R&D/innovation

Imagine Fracture Modeling Based on Actual Fractures

By measuring which tests best predicted the fractures observed at the Hydraulic Fracturing Test Site, Laredo Petroleum developed a method it hopes will improve fracture modeling in other places.

jpt-2018-09-fracturemodeling-hero.jpg
A cross-section of a core with multiple fractures. Source: URTeC 2902624

Editor’s note: This is the second in a series of four reports with highlights from the Hydraulic Fracturing Test Site in the Permian Basin. First in the series can be read here.

Depending on one’s perspective, the 600-ft of core is either a really big sample, or not really significant.

It is huge considering how rarely anyone goes to the expense of mining back fractured rock from a well drilled nearby. It is also the first reported in the Permian Basin. The only technical paper reporting on fractured rock that was mined back in a liquids-rich basin was written by ConocoPhillips in the Eagle Ford in 2014 (URTeC 2670034).

But that 4-in diameter angled well in the middle of an 11-well pad amounted to a pin prick in a formation prone to abrupt, unexpected changes that affect fracturing. Jordan Ciezobka, manager of research and development at the Gas Technology Institute, pointed out the formation is “under-sampled.” The institute managed the federal grant supporting test site 1 and is planning Hydraulic Fracturing Test Site 2 (URTeC 2937168).

For those doing modeling, the data presents a quandary. It offers physical evidence of what fracturing looks like in the ground. But the range of observations in the upper and middle Wolfcamp suggest the same fracturing design will perform differently in a zone 325 ft deeper.

Instead, Laredo Petroleum used the test results to identify what widely available formation evaluation methods can be used to reliably predict critical variables, such as the presence of natural factures.

That information “is essential for understanding the economic impact that complex fracture networks have on well performance,” according to a paper on using fracturing data for better modeling presented by Whitney Campbell, a geologist at Laredo Petroleum (URTeC 2934611).

Analysis of hundreds of fractures was used to narrow down a long list of test methods to the ones most likely to accurately predict changes in fracture density.

jpt-2018-09-fracturemodeling-fig1.jpg

Fractured shale samples present an obvious challenge—the most interesting features are likely to crumble.
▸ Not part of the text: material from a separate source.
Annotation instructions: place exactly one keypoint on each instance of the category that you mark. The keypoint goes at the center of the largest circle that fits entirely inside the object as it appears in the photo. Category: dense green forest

Teams of experts brought in to measure the size and origins of hundreds of these breaks had to figure out how to preserve these rare samples gathered at great cost. CT scans were done to record the rock in its original condition. Then it was placed in aluminum tubes that had been milled in half, forming a clamshell core barrel

Epoxy was used to stabilize a short section of core. That idea was quickly dropped because the glue changed the dimensions of the thin fractures and interfered with their opening, said Julia Gale, a senior research scientist for the Bureau of Economic Geology at the University of Texas at Austin (BEG).

Despite the core’s frail appearance, Gale said it “was much more intact than I thought and pieces were bounded by fractures that were mostly meaningful.”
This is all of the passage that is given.